- Developer: Natsume
- Publisher: Taito
- Platform: Famicom
- Release: JP: January 31, 1992;
- Genre: Platform
- Mode: Single-player

= Don Doko Don 2 =

1992 video game

 is a 1992 side-scrolling 2D platform game developed by Natsume and published by Taito for the Famicom. It was only released in Japan. It is the sequel to the arcade game Don Doko Don.
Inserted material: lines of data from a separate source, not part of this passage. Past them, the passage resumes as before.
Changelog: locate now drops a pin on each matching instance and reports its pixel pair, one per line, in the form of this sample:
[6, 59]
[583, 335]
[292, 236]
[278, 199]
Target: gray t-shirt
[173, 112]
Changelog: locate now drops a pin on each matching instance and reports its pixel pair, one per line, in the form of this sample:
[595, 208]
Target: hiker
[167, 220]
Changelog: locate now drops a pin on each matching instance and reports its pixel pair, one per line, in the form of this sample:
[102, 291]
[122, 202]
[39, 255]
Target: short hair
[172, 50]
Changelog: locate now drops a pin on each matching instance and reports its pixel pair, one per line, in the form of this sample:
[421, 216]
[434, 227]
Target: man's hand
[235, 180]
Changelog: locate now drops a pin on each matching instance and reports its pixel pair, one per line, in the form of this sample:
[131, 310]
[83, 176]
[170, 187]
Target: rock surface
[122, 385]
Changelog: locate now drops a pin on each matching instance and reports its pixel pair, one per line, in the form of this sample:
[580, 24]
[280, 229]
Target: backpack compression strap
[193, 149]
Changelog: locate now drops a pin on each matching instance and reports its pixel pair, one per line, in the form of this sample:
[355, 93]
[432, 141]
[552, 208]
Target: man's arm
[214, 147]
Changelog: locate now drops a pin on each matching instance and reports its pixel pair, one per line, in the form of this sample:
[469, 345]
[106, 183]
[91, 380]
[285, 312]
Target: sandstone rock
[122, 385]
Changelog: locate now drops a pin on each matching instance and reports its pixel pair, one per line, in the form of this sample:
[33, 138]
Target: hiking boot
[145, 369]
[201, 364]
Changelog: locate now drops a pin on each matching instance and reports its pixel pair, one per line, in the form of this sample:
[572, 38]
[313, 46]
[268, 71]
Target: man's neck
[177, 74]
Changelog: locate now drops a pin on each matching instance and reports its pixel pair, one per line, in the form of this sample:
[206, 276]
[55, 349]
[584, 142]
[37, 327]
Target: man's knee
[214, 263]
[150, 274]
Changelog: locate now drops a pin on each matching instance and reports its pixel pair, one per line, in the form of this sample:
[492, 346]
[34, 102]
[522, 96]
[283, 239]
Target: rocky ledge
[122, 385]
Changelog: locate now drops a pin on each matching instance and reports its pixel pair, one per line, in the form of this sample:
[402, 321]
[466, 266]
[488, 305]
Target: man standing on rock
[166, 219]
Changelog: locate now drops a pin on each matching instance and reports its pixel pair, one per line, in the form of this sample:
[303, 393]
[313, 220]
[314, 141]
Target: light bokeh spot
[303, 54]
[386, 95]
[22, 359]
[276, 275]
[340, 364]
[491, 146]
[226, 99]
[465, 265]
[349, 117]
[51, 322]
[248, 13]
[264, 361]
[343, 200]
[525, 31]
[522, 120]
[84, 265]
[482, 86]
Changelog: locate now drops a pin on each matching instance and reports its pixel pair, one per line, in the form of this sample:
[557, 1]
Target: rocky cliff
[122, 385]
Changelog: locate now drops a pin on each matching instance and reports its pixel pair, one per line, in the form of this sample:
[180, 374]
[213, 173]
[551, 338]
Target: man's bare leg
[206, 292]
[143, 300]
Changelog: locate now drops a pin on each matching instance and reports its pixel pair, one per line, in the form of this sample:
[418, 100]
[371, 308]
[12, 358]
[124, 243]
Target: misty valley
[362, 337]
The game was released as part of the limited edition Pocket Player handheld by My Arcade worldwide in January 2020, alongside its predecessor and Chack'n Pop.

== Plot ==
According to the opening cutscene, the Prince of the land is going to marry the Princess until a mysterious crow comes and turns the Prince into a frog with a strange potion. The Princess faints from horrible shock. The news gets out to the land and a witch summons the bearded dwarves to receive the ingredients of the antidote (the bags that appear at the end of each stage) and turn the Prince back to normal so they may continue the royal wedding.

== Gameplay ==
Similar to the original Don Doko Don, the player controls Bob, a bearded dwarf wielding a hammer to flatten enemies and throw them, but unlike the original, this version is single-player only and a side-scroller. The game consists of five stages, each having a boss battle at the end. The player's goal is to reach the end of each stage, defeat a boss and collect a bag containing an ingredient for the antidote to advance to the next stage.